Sometimes fast just isn’t fast enough and in the fast moving world of NoSQL databases, what was considered blindingly fast yesterday can be seen as slow today. For instance, Cassandra has always been thought of as a fast solution for ingesting data into a database cluster, but today upcoming systems such as Aerospike and Scylla are wiping the floor with Cassandra in benchmarks.
Aerospike claims to be 10 times faster than Cassandra while Scylla reckons one of its three-node clusters can do the work of a 30-node Cassandra setup. Scylla also claims to be a drop-in replacement for Cassandra using the same data model, data storage and query interface language.

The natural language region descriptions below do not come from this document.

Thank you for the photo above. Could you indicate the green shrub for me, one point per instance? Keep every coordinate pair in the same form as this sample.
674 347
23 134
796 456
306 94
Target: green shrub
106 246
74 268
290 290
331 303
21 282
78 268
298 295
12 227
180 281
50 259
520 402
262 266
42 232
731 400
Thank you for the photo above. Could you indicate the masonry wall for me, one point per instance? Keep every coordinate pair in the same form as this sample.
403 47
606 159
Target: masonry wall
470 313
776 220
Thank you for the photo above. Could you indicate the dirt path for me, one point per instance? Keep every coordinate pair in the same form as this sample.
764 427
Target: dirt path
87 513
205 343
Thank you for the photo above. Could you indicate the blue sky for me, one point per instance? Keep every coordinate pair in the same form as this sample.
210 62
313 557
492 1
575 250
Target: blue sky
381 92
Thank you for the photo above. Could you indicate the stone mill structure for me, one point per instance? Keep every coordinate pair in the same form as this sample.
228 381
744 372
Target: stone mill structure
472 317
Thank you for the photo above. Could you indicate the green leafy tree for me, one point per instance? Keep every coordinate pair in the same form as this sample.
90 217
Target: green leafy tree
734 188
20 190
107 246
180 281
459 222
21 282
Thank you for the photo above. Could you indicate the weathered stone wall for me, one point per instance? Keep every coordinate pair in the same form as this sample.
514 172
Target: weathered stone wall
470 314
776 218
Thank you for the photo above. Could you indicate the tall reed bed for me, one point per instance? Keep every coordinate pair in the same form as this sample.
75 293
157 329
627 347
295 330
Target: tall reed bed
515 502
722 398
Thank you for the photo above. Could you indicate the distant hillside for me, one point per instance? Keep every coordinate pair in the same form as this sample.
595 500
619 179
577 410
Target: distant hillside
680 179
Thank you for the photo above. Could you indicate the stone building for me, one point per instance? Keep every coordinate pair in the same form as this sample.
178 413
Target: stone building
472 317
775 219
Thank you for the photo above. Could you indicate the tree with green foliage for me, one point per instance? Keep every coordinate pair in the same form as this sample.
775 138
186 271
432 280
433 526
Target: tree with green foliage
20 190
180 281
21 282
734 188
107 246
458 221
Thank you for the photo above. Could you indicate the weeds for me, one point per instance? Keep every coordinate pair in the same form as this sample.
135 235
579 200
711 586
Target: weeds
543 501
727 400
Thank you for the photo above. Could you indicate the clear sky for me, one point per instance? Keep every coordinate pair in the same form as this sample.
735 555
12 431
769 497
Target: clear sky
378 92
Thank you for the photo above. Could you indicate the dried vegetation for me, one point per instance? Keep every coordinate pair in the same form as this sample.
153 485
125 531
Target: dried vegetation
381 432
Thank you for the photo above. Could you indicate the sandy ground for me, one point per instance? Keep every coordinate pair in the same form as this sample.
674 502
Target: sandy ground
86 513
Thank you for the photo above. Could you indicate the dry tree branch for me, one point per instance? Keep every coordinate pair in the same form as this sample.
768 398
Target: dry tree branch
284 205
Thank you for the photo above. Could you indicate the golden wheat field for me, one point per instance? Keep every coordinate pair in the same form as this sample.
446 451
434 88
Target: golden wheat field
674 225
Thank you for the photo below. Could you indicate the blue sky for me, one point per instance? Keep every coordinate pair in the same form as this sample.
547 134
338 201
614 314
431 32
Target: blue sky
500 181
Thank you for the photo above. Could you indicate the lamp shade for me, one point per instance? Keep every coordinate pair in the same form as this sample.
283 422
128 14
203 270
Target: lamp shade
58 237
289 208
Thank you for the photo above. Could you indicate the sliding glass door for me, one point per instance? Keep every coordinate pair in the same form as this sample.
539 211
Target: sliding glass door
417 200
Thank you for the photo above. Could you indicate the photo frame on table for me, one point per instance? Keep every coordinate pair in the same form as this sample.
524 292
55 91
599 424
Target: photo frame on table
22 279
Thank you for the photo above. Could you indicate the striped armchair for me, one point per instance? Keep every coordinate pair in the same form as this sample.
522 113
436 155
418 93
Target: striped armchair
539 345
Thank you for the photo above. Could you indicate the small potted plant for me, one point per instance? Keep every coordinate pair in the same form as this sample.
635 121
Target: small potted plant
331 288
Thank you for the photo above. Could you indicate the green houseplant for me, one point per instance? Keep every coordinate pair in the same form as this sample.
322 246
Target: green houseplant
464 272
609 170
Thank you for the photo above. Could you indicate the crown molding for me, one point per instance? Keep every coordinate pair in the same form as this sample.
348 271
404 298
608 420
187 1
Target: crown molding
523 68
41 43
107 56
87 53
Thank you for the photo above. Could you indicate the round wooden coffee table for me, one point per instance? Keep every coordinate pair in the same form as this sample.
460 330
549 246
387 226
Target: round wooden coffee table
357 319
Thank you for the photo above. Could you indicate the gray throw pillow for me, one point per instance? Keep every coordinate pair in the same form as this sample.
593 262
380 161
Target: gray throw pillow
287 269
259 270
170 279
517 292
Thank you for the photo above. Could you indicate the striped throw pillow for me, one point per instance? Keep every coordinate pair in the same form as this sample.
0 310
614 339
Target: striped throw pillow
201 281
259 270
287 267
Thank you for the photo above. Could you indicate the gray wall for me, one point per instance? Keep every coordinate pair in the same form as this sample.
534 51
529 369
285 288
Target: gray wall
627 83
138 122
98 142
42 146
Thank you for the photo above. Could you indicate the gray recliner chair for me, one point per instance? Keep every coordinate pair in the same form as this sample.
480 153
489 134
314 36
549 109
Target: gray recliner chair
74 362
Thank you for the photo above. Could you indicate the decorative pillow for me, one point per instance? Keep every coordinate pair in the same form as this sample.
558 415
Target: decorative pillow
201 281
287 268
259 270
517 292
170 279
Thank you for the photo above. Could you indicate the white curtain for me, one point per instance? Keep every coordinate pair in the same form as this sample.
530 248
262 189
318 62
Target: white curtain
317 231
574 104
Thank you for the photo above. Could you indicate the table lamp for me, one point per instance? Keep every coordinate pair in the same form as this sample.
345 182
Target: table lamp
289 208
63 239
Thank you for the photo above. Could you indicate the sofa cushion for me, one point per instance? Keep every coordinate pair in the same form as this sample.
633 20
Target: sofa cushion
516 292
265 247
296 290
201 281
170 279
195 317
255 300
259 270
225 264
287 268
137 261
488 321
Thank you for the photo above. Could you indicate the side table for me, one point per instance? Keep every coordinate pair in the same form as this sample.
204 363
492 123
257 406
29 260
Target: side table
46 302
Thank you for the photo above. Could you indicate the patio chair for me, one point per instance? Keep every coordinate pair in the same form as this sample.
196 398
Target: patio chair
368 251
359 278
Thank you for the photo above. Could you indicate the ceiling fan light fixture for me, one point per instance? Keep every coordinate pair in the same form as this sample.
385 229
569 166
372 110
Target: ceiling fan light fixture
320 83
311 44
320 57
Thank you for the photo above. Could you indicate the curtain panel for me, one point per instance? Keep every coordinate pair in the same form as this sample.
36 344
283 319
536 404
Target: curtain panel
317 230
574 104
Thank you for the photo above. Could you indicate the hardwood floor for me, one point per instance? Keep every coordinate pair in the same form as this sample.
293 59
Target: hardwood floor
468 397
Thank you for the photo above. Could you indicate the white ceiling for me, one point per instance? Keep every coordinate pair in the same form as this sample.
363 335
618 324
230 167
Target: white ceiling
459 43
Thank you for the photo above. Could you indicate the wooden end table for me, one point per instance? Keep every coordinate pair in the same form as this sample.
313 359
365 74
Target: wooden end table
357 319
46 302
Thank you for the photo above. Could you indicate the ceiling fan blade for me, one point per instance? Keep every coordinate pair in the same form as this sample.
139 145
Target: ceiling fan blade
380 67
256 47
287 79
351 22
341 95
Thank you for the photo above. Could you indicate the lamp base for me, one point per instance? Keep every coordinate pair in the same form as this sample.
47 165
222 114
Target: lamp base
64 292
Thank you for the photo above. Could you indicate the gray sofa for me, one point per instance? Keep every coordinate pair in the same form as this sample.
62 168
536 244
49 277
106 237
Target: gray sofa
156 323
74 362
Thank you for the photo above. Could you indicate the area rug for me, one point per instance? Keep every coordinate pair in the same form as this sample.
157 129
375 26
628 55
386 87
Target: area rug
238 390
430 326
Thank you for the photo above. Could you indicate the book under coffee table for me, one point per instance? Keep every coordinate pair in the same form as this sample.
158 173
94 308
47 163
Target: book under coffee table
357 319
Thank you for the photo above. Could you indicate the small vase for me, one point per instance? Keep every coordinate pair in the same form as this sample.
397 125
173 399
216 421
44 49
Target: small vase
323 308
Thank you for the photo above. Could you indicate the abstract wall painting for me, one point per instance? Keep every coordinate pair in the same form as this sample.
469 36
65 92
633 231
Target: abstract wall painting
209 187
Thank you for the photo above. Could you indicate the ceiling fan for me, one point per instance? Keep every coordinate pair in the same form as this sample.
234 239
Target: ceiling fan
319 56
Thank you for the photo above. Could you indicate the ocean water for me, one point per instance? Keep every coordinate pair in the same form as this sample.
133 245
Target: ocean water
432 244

Both of these databases take common NoSQL models and rework the implementation taking advantage of modern advancements. In the case of Aerospike, it’s the cheapness of memory and solid state drives, while for Scylla it’s the asynchronous programming models. Both also score advantages by forgoing the Java programming languages and replacing them with lower level languages (C and C++) - thus doing away with Java’s two main speed downsides, heap optimisation and garbage collections. However, these raw figures shouldn’t be taken at first sight, we need to know how benchmark figures are obtained.
Why choose NoSQL?
There are two main reasons for picking a NoSQL database over a traditional relational database. The first is the more flexible model of NoSQL (or in the case of Graph databases a native model that is just hard to implement in relational databases), the second is the need for speed.
Relational databases just can’t keep up with scalable NoSQL systems, without some very specific tuning or code rewrites. In this world, if you need more speed you just keep adding low cost nodes until you can keep up with the incoming data stream. This can be very appealing, generally speaking the servers you pick aren’t expensive highly tuned machines but can be off the shelf (albeit quite a high shelf with top level product) machines, you want more power you add more machines. But things aren’t quite as clear-cut as this. In the high-speed database world, there are two measurements that determine how fast a solution is.
Throughput and latency
Throughput is defined as the number of operations that a system can do in a given time. This might be the number of data items that can be stored, updated or the number of database reads that can be done. Generally the throughput for a given system will be different depending on the mix of these three and it’s for this reason that benchmarking for a system should be done for the given load type you are expecting.
This is why you should be doing your own testing simulating the load you expect using something like Yahoo! Cloud Serving Benckmark (YCSB), and not just accepting manufacturers' marketing examples. Manufacturers naturally tend to emphasise the speed that their solution gives over others and you need to read the methodology carefully if you are relying on these to choose a database. Look carefully at the type of server that’s used, particularly at the amount of memory available. If there’s a lot, there’s a good chance that most of the data in the test never touches the disk making the throughput seem higher than it will be in the real world.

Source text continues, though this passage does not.